The Post indulges Moor’s crocodile tears about “thousands of years of Jewish suffering, persecution and genocide.” It lets him pose as “wonder[ing] whether Israel really can be the height of Jewish achievement,” and “whether permanent occupation is good for the Jewish people.”

 

The “occupation” will last as long as Palestinian Arabs refuse to make peace, and no longer. Meanwhile, Israel -- in science, technology, agriculture, the arts, medicine and yes, the military --has achieved more than any of the other post-colonial states that gained independence after World War II, and there have been scores of them. This includes the 21 countries of the Arab League.

 

Israel has thrived, even under relentless siege, and has maintained the Middle East’s only Western-style democracy while doing so. A counter-point column might have compared Israel’s scientific and high-tech boom, for example, to the lack of such development as noted by the U.N.’s annual Arab Human Development reports – if The Post had thought to solicit one.

 

Like the Harvard conference he helped arrange, Moor aims not for Palestinian Arab statehood or democratic equality – he is silent about daily life under Hamas and the PA, let alone for the Palestinian majority in Jordan.
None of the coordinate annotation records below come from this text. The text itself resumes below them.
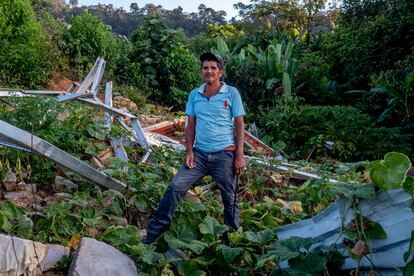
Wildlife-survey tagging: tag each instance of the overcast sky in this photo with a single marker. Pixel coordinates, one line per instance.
(188, 5)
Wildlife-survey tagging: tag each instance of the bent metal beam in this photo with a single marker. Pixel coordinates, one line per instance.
(43, 148)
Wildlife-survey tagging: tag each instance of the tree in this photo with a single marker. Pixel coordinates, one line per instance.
(23, 47)
(171, 70)
(73, 3)
(134, 8)
(88, 38)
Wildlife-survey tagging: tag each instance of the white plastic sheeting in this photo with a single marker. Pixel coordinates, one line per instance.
(20, 257)
(392, 210)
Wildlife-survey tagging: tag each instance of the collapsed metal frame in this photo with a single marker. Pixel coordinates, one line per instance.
(86, 92)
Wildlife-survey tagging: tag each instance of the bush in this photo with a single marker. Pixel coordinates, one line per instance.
(300, 130)
(23, 46)
(88, 38)
(170, 70)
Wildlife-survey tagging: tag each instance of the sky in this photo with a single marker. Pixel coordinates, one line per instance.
(187, 5)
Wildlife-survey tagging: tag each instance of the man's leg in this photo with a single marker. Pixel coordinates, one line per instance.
(181, 182)
(225, 177)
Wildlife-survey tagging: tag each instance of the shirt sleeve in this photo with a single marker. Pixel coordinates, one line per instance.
(237, 108)
(189, 108)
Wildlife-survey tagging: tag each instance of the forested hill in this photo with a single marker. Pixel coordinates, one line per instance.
(124, 22)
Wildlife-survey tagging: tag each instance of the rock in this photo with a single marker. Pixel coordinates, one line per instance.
(121, 102)
(95, 161)
(62, 184)
(360, 248)
(10, 181)
(23, 198)
(55, 253)
(98, 258)
(62, 196)
(32, 187)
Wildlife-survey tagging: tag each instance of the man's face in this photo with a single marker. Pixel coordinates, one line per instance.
(210, 72)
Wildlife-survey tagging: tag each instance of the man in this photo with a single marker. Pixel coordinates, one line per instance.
(214, 111)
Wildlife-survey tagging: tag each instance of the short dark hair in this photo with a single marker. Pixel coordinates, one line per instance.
(208, 56)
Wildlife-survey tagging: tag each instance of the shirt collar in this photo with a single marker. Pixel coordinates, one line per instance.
(223, 88)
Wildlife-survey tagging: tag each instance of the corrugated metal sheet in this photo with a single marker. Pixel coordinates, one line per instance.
(390, 209)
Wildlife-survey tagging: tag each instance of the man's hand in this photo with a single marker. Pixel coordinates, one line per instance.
(189, 160)
(239, 163)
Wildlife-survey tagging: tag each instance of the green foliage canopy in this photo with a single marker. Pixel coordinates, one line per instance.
(23, 46)
(88, 38)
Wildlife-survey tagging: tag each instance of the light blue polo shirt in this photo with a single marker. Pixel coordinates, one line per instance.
(214, 117)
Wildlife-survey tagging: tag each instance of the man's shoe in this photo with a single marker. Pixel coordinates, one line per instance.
(149, 239)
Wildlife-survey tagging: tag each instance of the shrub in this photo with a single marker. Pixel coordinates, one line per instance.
(23, 46)
(168, 67)
(87, 38)
(300, 130)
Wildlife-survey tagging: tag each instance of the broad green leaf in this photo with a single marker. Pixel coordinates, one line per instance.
(211, 226)
(182, 230)
(296, 243)
(409, 185)
(282, 253)
(193, 245)
(390, 173)
(261, 237)
(261, 260)
(10, 210)
(410, 248)
(88, 212)
(5, 223)
(409, 269)
(71, 225)
(372, 230)
(236, 237)
(118, 235)
(24, 227)
(189, 268)
(152, 257)
(229, 253)
(247, 213)
(309, 264)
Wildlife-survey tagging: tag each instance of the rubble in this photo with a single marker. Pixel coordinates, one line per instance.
(23, 199)
(62, 184)
(55, 253)
(10, 181)
(94, 257)
(19, 256)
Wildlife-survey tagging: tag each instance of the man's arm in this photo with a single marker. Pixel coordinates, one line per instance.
(239, 128)
(189, 135)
He and his collaborators are driven by hostility to Jewish sovereignty and democracy in any part of the historic Jewish homeland.

 

Moor’s hostility compels him to publish calumnies. What compels The Washington Post to assist him, and to run his smears absent rebuttal? The bias contrasts most unfavorably with the paper's Middle East editorials, including “Unresolved differences; The U.S. and Israel both seek – but don’t find – reassurances regarding Iran” (March 6). These continue to be generally thoughtful and balanced. So why the Op-Ed tilt?